45:05 Own strategies? Three main things: 1. Down time with family. Has 10 yr old daughter. Likes to switch off completely and spend time with her. Challenging to switch off. Mobile phones, blurring. Tries to get away eg to beach. Symbolic in a sense to get out of your normal environment, into nature.  Amazing how restorative that can be. 2. Exercise. A mad advocate that exercise can cure almost anything, and help with almost anything, a life line, Mental health strategy. For physical health. Time out. Tries running three times a week. Doesn’t need equipment. Can do anywhere. Doesn’t’ cost anything. Feels a million times better after 6-8 kms, mind much clearer. Feel much better. Evidence for that enormous. The ironic thing is that when you get busy it is often the first thing to go but it can be the best thing to help you think more clearly. Has tried to be consistent since high school. Doesn’t write it in the diary but has a regular time set up. Know from behavioural research, the value of regular habit.

48:50 Other non-negotiables? Not really. Being a single parent, more stressful trying to block non-negotiable things, being more flexible works for her. One thing is Friday night is non-work night. Switches everything off. Came up a few years back when was on brink of burn out and working with a coach who asked what was the one thing she could do. Friday night ‘switch off’ was it. Small changes but they do add up.

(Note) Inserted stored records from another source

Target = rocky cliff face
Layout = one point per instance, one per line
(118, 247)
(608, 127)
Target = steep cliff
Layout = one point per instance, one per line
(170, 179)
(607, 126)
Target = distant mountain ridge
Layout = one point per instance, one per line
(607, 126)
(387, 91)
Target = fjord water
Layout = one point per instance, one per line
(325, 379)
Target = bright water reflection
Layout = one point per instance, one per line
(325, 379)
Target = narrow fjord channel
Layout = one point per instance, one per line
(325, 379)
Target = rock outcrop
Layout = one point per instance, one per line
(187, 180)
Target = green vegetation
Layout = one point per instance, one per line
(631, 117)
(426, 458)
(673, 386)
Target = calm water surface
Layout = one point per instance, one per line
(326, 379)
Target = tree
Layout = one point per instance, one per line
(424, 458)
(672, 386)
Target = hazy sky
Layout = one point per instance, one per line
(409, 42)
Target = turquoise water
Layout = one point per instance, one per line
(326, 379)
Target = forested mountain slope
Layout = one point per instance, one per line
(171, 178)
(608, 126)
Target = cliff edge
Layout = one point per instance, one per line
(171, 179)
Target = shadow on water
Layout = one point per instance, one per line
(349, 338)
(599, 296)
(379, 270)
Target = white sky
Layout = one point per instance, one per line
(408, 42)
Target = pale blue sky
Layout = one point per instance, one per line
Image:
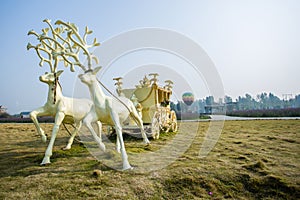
(254, 44)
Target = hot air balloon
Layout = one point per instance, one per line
(188, 98)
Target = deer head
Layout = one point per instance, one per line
(50, 78)
(89, 76)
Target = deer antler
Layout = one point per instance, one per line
(80, 43)
(60, 45)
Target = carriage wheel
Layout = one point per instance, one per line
(155, 127)
(173, 118)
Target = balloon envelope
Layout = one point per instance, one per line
(188, 98)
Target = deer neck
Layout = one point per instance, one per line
(97, 95)
(54, 93)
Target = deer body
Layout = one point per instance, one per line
(63, 109)
(110, 111)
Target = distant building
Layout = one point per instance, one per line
(2, 109)
(24, 114)
(215, 109)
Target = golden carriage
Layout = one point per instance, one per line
(152, 103)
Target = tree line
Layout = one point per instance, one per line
(263, 101)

50:20 Third thing she swears by is meditation. A time to step back, reflect, and put down things carrying all day. Aim is to do it every day for 10 mins. Doesn’t happen every day. Training mental skills of attention and focus, skills we are at risk of losing because of social media, emails, interruptions, meditation a buffer against that short attention span. Lots we can be doing to improve our own mental/physical wellbeing but the challenge is lots of us know thus but how do we put it into place.

52:15 Tips as behavior change expert? Write it down, book it into your calendar, make it an appointment. The other is about trying to make some of these automatic. Setting up your environment so you need less conscious effort to do it, to make it a habit, things that cue us towards some of these behaviours. The other is social support, who hold you accountable.

54:00 The Happy Academic blog – started when she took on role as head of early and mid career research and development. Was hearing the same kinds of challenges again and again, not just in own institution but people internationally. Can’t reach all these people one on one, gets lots of requests for mentoring but can’t do it all. Thought a blog might be a good virtual way to help lots of people. Virtual mentorship. Feedback suggests it is achieving that aim. One of the most satisfying things she did last year. Always wanted a career where she was helping people. And loves writing. So this ticks a lot of boxes. Now takes a couple of hours to write a post, also jots down ideas in prep. Questions that people ask are a source of ideas. Schedule – tries to post once/month.  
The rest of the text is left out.